Un livre étrange à lire au moment où le Pakistan est sous les eaux et la boue, la Russie sous la cendre et où les glaciers du pôle nord se transforment en glaçons pour gigantesque soupe bleue. Un roman dont on attend beaucoup, tant  l’auteure, la philosophe et romancière, Catherine Clément semble une femme brillante, délicieusement érudite et humaine. Cette suite au aventures d’un petit garçon parti avec une tante un peu originale, à la recherche de l’équilibre intérieur, est pourtant un ratage total. Je n’ai pas lu le premier opus des aventures du jeune Théo, donc je ne peux guère comparer, mais dans cet opus Théo et sa tante Marthe sont de véritables caricatures, le premier de l’écolo tel que le dépeigne les libéraux hystériques, la seconde, l’humaniste telle que peuvent la peindre les écolos hystériques : la nature contre l’homme, les animaux contre les enfants, la pérennité de la biosphère contre la survie à tout prix de l’espèce humaine. Entre les deux, des personnages secondaires chargés de faire le lien et des situations pour le moins caricatural à Bénarès, sur les bords d’une mer intérieure, au milieu d’une tribu au Cameroun et enfin au cœur du système nucléaire.

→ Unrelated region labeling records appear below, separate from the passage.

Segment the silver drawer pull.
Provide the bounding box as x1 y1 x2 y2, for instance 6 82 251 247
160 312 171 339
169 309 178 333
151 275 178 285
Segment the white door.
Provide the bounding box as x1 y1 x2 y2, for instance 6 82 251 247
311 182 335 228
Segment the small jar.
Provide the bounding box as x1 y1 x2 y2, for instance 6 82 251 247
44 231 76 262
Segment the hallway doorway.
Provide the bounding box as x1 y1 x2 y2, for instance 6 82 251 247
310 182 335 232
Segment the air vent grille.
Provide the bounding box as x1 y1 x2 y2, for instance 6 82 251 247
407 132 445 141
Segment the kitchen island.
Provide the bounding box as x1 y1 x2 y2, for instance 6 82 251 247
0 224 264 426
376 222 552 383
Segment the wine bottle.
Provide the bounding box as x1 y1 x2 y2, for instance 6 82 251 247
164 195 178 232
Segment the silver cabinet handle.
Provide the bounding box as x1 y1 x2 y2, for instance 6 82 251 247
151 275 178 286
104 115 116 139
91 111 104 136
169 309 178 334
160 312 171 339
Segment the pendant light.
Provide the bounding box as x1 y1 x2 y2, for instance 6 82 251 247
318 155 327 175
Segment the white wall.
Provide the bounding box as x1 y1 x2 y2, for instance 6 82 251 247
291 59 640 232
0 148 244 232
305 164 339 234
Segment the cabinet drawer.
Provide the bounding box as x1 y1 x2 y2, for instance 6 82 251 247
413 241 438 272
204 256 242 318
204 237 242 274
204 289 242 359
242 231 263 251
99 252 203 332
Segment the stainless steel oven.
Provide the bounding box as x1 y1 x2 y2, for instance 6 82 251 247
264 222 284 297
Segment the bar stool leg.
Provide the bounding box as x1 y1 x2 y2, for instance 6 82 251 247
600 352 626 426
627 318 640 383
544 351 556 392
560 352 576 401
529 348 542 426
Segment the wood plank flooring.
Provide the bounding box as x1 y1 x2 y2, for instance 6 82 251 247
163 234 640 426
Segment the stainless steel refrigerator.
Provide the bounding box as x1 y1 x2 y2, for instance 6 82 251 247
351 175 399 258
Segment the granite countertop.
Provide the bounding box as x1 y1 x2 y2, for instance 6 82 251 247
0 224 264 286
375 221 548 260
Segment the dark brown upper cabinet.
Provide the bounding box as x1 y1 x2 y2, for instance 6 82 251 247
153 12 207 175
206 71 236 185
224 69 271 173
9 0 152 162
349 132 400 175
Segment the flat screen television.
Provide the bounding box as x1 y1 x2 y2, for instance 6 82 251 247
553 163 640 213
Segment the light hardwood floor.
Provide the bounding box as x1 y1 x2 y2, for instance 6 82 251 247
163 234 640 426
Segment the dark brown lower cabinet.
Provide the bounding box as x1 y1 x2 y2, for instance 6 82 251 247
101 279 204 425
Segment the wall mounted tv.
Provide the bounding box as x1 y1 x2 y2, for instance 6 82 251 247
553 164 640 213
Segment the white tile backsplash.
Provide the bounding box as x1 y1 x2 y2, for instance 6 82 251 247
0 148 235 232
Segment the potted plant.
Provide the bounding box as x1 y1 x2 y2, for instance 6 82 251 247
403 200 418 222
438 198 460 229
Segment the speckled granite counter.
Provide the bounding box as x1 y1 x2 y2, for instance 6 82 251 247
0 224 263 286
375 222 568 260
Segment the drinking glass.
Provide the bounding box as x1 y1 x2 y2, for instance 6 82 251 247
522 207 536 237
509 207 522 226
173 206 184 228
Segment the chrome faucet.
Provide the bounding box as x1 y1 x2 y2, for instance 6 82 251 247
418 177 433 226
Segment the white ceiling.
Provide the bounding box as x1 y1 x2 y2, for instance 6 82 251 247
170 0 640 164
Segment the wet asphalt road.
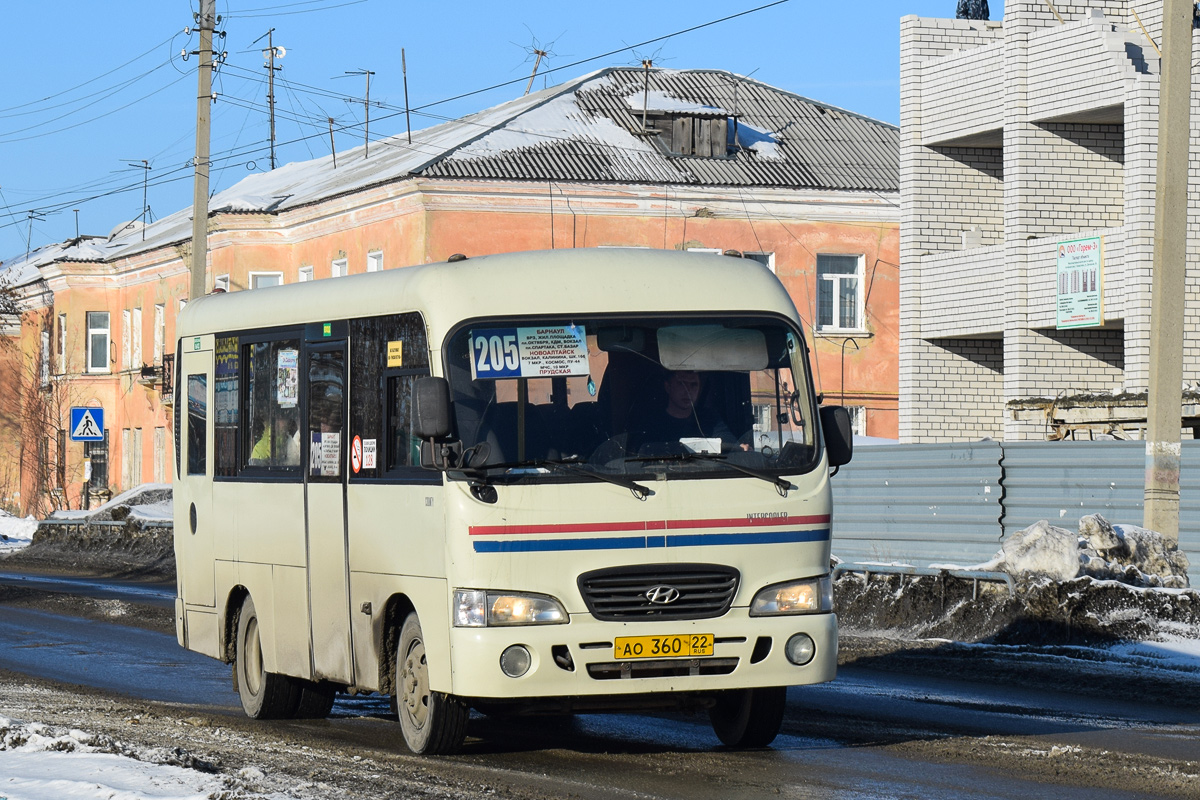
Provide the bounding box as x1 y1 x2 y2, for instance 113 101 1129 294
0 576 1200 800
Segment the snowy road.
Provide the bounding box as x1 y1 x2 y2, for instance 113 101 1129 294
0 578 1200 800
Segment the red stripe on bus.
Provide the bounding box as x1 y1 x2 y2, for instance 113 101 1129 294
470 513 829 536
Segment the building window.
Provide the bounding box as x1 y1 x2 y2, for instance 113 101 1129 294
250 272 283 289
88 311 108 372
55 314 67 375
154 302 167 363
121 308 133 369
817 255 863 331
130 308 143 369
846 405 866 437
743 253 775 275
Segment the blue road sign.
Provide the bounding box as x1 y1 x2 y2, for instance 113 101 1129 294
71 405 104 441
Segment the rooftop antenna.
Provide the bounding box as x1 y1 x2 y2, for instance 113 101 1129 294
122 158 150 241
250 28 288 169
400 48 413 144
346 70 374 158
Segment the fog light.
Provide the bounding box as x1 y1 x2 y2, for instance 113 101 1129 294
500 639 532 678
784 633 817 667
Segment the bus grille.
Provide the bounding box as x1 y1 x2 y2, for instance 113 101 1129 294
578 564 740 621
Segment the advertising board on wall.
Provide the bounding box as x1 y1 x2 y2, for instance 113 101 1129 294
1055 236 1104 330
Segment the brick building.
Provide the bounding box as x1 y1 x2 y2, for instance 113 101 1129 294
900 0 1200 441
0 68 899 520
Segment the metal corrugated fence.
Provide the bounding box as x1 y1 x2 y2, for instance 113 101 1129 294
833 440 1200 585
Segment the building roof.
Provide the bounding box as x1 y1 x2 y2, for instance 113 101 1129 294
0 67 900 283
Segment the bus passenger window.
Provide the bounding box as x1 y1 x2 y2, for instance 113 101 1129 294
242 339 300 468
308 351 346 477
187 374 209 475
385 374 421 471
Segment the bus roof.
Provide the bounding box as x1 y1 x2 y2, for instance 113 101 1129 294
176 248 798 349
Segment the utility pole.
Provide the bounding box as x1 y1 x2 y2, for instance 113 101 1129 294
346 70 374 158
400 48 413 144
1142 0 1194 543
250 28 288 169
187 0 217 300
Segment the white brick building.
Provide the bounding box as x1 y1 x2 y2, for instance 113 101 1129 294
900 0 1200 441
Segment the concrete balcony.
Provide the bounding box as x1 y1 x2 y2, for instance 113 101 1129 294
920 41 1004 148
1027 11 1159 125
920 245 1004 338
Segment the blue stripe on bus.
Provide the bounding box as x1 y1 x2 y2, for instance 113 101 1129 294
473 528 829 553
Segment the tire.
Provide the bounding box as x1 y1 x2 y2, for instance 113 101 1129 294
233 595 300 720
395 613 469 756
292 680 337 720
708 686 787 748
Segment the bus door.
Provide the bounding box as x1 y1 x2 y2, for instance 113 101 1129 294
175 338 216 607
304 337 354 682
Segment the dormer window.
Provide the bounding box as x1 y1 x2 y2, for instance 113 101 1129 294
646 112 728 158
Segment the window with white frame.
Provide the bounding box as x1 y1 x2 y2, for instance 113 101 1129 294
817 254 863 331
130 308 143 369
250 272 283 289
88 311 109 372
846 405 866 437
121 308 133 369
154 302 167 363
58 314 67 375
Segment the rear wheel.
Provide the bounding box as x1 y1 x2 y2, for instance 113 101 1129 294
395 613 469 756
233 595 299 720
708 686 787 747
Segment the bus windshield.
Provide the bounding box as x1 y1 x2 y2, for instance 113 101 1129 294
445 314 820 482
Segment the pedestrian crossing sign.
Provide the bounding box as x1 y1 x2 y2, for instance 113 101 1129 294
71 407 104 441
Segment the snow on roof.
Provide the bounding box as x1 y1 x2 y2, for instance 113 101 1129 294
7 67 899 275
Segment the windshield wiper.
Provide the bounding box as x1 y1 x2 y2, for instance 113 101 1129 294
625 452 796 497
463 458 654 500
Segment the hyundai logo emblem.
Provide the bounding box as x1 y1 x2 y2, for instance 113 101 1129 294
646 585 679 606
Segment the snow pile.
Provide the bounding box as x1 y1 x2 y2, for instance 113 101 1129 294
974 515 1189 589
0 717 288 800
0 510 37 553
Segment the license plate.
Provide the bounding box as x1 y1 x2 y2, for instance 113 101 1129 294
612 633 713 658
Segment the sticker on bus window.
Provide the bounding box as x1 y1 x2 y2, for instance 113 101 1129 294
388 341 404 369
470 325 589 380
275 350 300 408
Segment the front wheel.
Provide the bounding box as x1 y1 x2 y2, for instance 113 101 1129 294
708 686 787 747
233 595 299 720
395 612 469 756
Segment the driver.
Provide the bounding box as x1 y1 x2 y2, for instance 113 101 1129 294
628 369 737 453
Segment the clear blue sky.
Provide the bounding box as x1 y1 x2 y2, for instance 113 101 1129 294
0 0 1003 259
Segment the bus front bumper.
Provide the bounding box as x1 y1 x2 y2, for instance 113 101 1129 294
450 608 838 699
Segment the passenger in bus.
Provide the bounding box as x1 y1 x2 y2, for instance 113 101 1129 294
248 414 300 467
626 371 745 455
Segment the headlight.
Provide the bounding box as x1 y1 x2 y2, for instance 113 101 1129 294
750 576 833 616
454 589 566 627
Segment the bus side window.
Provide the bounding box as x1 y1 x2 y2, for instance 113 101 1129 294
385 374 421 473
187 374 209 475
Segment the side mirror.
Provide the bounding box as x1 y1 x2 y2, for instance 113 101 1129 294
821 405 854 467
413 378 452 440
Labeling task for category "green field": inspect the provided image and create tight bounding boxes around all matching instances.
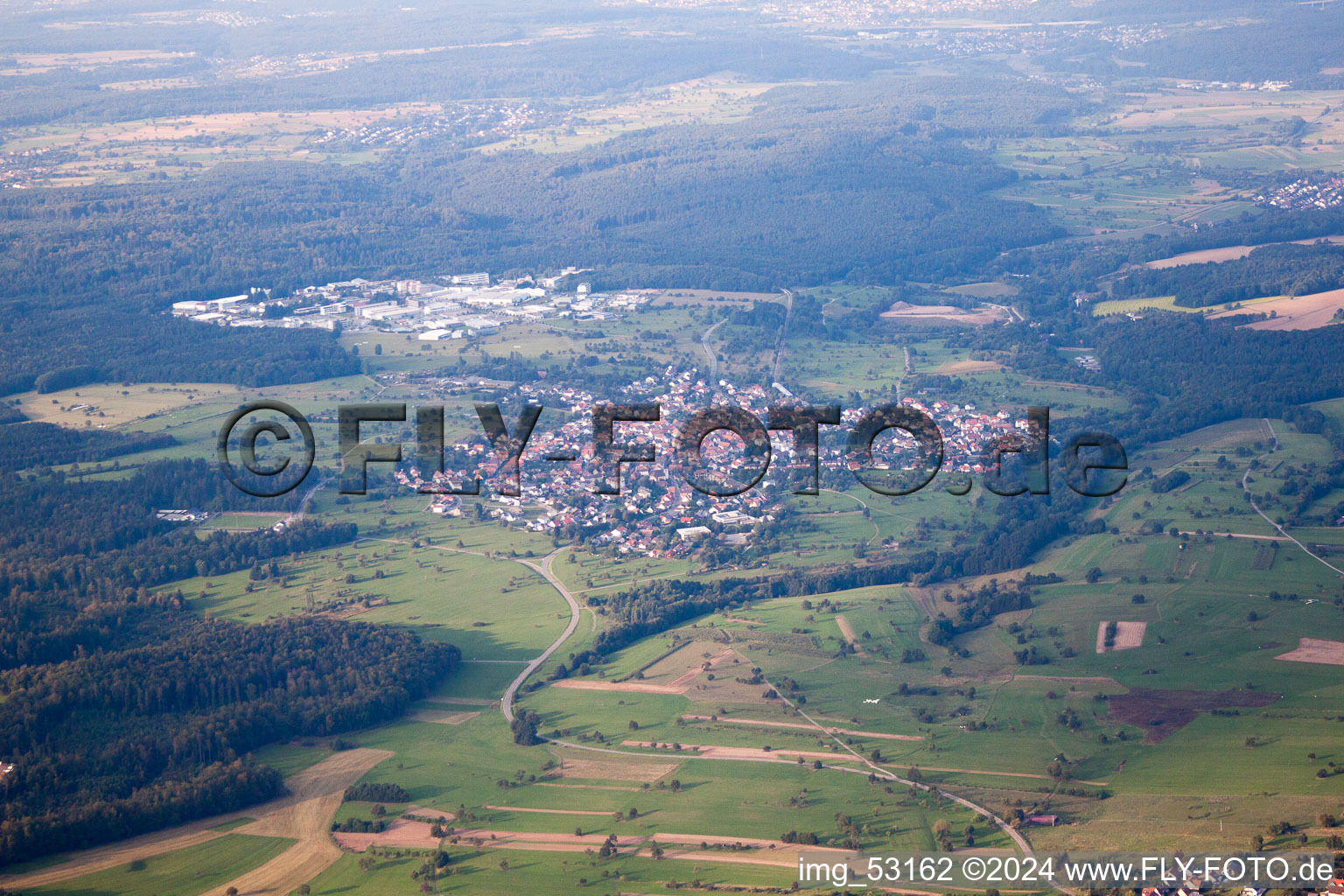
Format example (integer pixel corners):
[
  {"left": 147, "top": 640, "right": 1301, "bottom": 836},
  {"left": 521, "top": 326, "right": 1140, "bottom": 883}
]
[{"left": 24, "top": 834, "right": 293, "bottom": 896}]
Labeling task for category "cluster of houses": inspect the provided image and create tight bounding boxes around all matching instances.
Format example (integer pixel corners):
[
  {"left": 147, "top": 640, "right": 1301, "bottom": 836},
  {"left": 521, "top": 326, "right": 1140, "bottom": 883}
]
[
  {"left": 172, "top": 268, "right": 653, "bottom": 342},
  {"left": 396, "top": 367, "right": 1027, "bottom": 557},
  {"left": 1256, "top": 175, "right": 1344, "bottom": 211}
]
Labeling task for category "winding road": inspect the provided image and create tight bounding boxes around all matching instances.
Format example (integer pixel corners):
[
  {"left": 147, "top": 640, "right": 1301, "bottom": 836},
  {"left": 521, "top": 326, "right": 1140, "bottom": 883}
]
[
  {"left": 700, "top": 317, "right": 729, "bottom": 382},
  {"left": 500, "top": 548, "right": 579, "bottom": 724},
  {"left": 1242, "top": 417, "right": 1344, "bottom": 575}
]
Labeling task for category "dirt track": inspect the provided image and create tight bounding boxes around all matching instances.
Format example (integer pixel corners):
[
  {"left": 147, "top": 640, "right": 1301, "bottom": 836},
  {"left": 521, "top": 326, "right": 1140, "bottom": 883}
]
[
  {"left": 682, "top": 716, "right": 923, "bottom": 740},
  {"left": 551, "top": 678, "right": 685, "bottom": 695},
  {"left": 836, "top": 612, "right": 868, "bottom": 657},
  {"left": 0, "top": 750, "right": 393, "bottom": 896}
]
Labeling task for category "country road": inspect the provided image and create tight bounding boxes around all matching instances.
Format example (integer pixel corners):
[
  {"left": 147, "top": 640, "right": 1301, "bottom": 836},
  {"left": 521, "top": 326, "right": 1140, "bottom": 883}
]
[
  {"left": 500, "top": 548, "right": 579, "bottom": 723},
  {"left": 700, "top": 317, "right": 729, "bottom": 382},
  {"left": 770, "top": 289, "right": 793, "bottom": 383},
  {"left": 1242, "top": 417, "right": 1344, "bottom": 575}
]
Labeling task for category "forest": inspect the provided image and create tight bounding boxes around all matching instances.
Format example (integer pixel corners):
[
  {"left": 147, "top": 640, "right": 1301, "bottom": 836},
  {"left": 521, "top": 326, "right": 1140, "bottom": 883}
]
[
  {"left": 0, "top": 86, "right": 1059, "bottom": 394},
  {"left": 0, "top": 459, "right": 458, "bottom": 864},
  {"left": 1111, "top": 243, "right": 1344, "bottom": 308}
]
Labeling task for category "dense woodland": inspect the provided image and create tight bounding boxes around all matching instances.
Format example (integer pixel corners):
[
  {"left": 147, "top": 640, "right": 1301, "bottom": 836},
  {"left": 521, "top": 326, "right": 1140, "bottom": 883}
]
[
  {"left": 0, "top": 459, "right": 458, "bottom": 863},
  {"left": 1111, "top": 243, "right": 1344, "bottom": 308},
  {"left": 0, "top": 78, "right": 1074, "bottom": 392}
]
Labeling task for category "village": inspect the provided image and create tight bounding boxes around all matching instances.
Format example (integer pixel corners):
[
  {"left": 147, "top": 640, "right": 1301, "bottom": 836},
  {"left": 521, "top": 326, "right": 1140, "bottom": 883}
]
[
  {"left": 172, "top": 268, "right": 652, "bottom": 342},
  {"left": 396, "top": 367, "right": 1027, "bottom": 557}
]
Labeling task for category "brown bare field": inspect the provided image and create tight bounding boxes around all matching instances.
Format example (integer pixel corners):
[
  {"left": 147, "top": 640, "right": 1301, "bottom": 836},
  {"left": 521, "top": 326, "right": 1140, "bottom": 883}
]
[
  {"left": 551, "top": 758, "right": 677, "bottom": 783},
  {"left": 661, "top": 648, "right": 742, "bottom": 688},
  {"left": 485, "top": 803, "right": 612, "bottom": 816},
  {"left": 203, "top": 748, "right": 396, "bottom": 896},
  {"left": 621, "top": 740, "right": 858, "bottom": 761},
  {"left": 1274, "top": 638, "right": 1344, "bottom": 666},
  {"left": 0, "top": 50, "right": 196, "bottom": 75},
  {"left": 551, "top": 678, "right": 685, "bottom": 695},
  {"left": 334, "top": 810, "right": 852, "bottom": 866},
  {"left": 618, "top": 642, "right": 765, "bottom": 703},
  {"left": 16, "top": 383, "right": 242, "bottom": 429},
  {"left": 942, "top": 281, "right": 1018, "bottom": 298},
  {"left": 1110, "top": 688, "right": 1282, "bottom": 743},
  {"left": 882, "top": 302, "right": 1004, "bottom": 326},
  {"left": 682, "top": 715, "right": 923, "bottom": 740},
  {"left": 1144, "top": 236, "right": 1344, "bottom": 270},
  {"left": 336, "top": 818, "right": 438, "bottom": 854},
  {"left": 836, "top": 612, "right": 868, "bottom": 657},
  {"left": 1212, "top": 289, "right": 1344, "bottom": 331},
  {"left": 0, "top": 748, "right": 394, "bottom": 896},
  {"left": 934, "top": 361, "right": 1005, "bottom": 374},
  {"left": 406, "top": 710, "right": 481, "bottom": 725},
  {"left": 1096, "top": 620, "right": 1148, "bottom": 653}
]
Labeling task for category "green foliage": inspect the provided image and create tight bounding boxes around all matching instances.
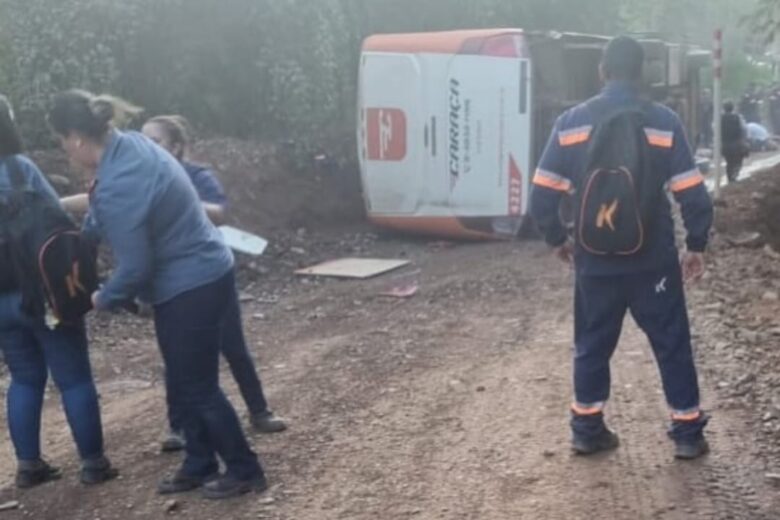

Si le message de Catherine Clément est écolo et humaniste sont condamnés à s’entendre, il souffre d’une mièvrerie et d’un traitement totalement binaire, sans nuance et finalement sans intérêt. A trop ménager la chèvre et le chou, on obtient un brouet tiédasse où les protagonistes sont aussi cons les uns que les autres, aussi ignorants et manipulateurs, enchainant les poncifs et les contre-vérités manifestes. Oui l’homme n’est pas gentil avec son environnement, mais le progrès ne va pas sans sacrifice. L’homme ne peut se concevoir hors, au dessus des autres espèces, sous peine de commettre crimes après crimes, contre sa propre espèce s’il le faut. Oui mais non les choses ne sont pas si simples. Vaches contre enfants, cochons contre juifs, nucléaire contre CO², ce roman est un catalogue des  « 3 Cuisses » des arguments hystériques et totalement datés des deux camps, car ce livre, écrit en 2004, semble une vieillerie totalement anachronique.  Une énorme déception.